Hotel was less than average at best. The front desk staff seemed bored and uninterested, and the room and common area were not what we expected from a Hilton.
It was convenient to the airport, but not great.
Room was clean, the staff that we dealt with when we stayed were top of the line, will definitely stay again if I fly out of Tulsa again
Having a shuttle is great and to be able to park your car in their parking lot while traveling is a big plus
The Hilton Garden Inn Promise to "make it right. Guaranteed." is less a guarantee and more a philosophical concept—something to be pondered, but never actually experienced.

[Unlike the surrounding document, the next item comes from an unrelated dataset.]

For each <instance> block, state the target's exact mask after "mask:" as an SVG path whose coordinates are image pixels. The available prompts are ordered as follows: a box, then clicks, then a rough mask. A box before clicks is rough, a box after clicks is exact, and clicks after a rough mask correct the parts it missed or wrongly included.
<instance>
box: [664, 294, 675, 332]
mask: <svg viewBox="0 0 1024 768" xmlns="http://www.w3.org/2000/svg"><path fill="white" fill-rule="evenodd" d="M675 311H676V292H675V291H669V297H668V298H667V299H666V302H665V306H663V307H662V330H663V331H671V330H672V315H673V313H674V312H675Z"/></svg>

My adventure began with a phantom hot tub, prominently featured in online photos but which staff claimed, with a straight face, never existed. Note to management: your photographer has a spectacular imagination.
In the room, the bed had the structural integrity of a half-cooked lasagna, folding me nightly into a human taco. A staffer cheerfully admitted all mattresses were "pretty old." The décor was crime scene chic, complete with cracked tiles and a gouged bathroom door.
Staff interactions were a lottery. Getting a simple trash bag required finding the one employee who hadn't given up hope. At breakfast, my humble request for fries was met by a cook loudly proclaiming, "NO, I'm cooking BREAKFAST right now." Apparently, the potato has a strict morning schedule.
Individually, these are quirks. Combined, they create a truly memorable stay. I'll be permanently returning to the Home2 Suites across the street. I’d rather have fewer promises and a flat bed than a "guarantee" that's a bigger joke than the state of their mattresses.